In a second aspect, the present specification provides a medical data processing apparatus, the apparatus comprising:

an amplification set generation module configured to: respectively amplifying the original sample sets by adopting a plurality of amplification strategies to obtain a plurality of amplification sets;

an evaluation module configured to: evaluating the plurality of amplification sets;

a target policy determination module configured to: selecting a target strategy from a plurality of amplification strategies based on the evaluation;

a training sample set determination module configured to: amplifying the target sample set according to a target amplification strategy to obtain a training sample set;

a training module configured to: training the medical prediction model by utilizing a training sample set;

a medical data acquisition module configured to: acquiring medical data;

a prediction module configured to: and taking the medical data as the input parameter of the trained medical prediction model, executing the medical prediction model and outputting a medical prediction result.
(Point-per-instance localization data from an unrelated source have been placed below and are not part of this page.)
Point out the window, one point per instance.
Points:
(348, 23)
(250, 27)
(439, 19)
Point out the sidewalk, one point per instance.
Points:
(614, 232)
The present specification provides a computer-readable storage medium storing a computer program which, when executed by a processor, implements the medical data processing method described above.

The electronic device provided by the present specification comprises a memory, a processor and a computer program stored on the memory and executable on the processor, wherein the processor implements the medical data processing method when executing the program.

The embodiment of the specification adopts at least one technical scheme which can achieve the following beneficial effects:

the medical data processing method, the medical data processing device, the storage medium and the electronic equipment in the embodiments of the present specification can at least partially solve the technical problem that the effect of model processing data is negatively affected due to insufficient training samples in the related art. The medical data processing method in this specification evaluates a plurality of amplification strategies and determines a target strategy that is more suitable for amplification from among them. And then, amplifying the target sample set by adopting a target strategy to obtain a training sample set. Because the target strategy is determined based on the evaluation result in the multiple amplification strategies, on one hand, the number of samples contained in the training sample set obtained by amplification of the target strategy is not too insufficient; on the other hand, the amplified samples contained in the method have low risk of causing negative influence on the training of the medical prediction model. Therefore, the medical prediction model trained based on the training sample set can obtain better model performance.

Drawings

The accompanying drawings, which are included to provide a further understanding of the specification and are incorporated in and constitute a part of this specification, illustrate embodiments of the specification and together with the description serve to explain the specification and not to limit the specification in a non-limiting sense. In the drawings:

fig. 1 is a schematic flow chart of a medical data processing method provided in an embodiment of the present specification;

fig. 2a is a schematic flow chart illustrating determination of a target strategy in a medical data processing method provided in an embodiment of the present specification;

fig. 2b is a schematic diagram illustrating a cardiac cycle to divide the electrocardiographic data in the medical data processing method provided in the embodiment of the present disclosure;

fig. 3 is a schematic structural diagram of a medical data processing apparatus provided in an embodiment of the present specification;

fig. 4 is a schematic view of an electronic device corresponding to 1 provided in an embodiment of the present specification.

Detailed Description

In order to make the objects, technical solutions and advantages of the present disclosure more clear, the technical solutions of the present disclosure will be clearly and completely described below with reference to the specific embodiments of the present disclosure and the accompanying drawings. It is to be understood that the embodiments described are only a few embodiments of the present disclosure, and not all embodiments. All other embodiments obtained by a person skilled in the art based on the embodiments in the specification without making any creative effort belong to the protection scope of the specification.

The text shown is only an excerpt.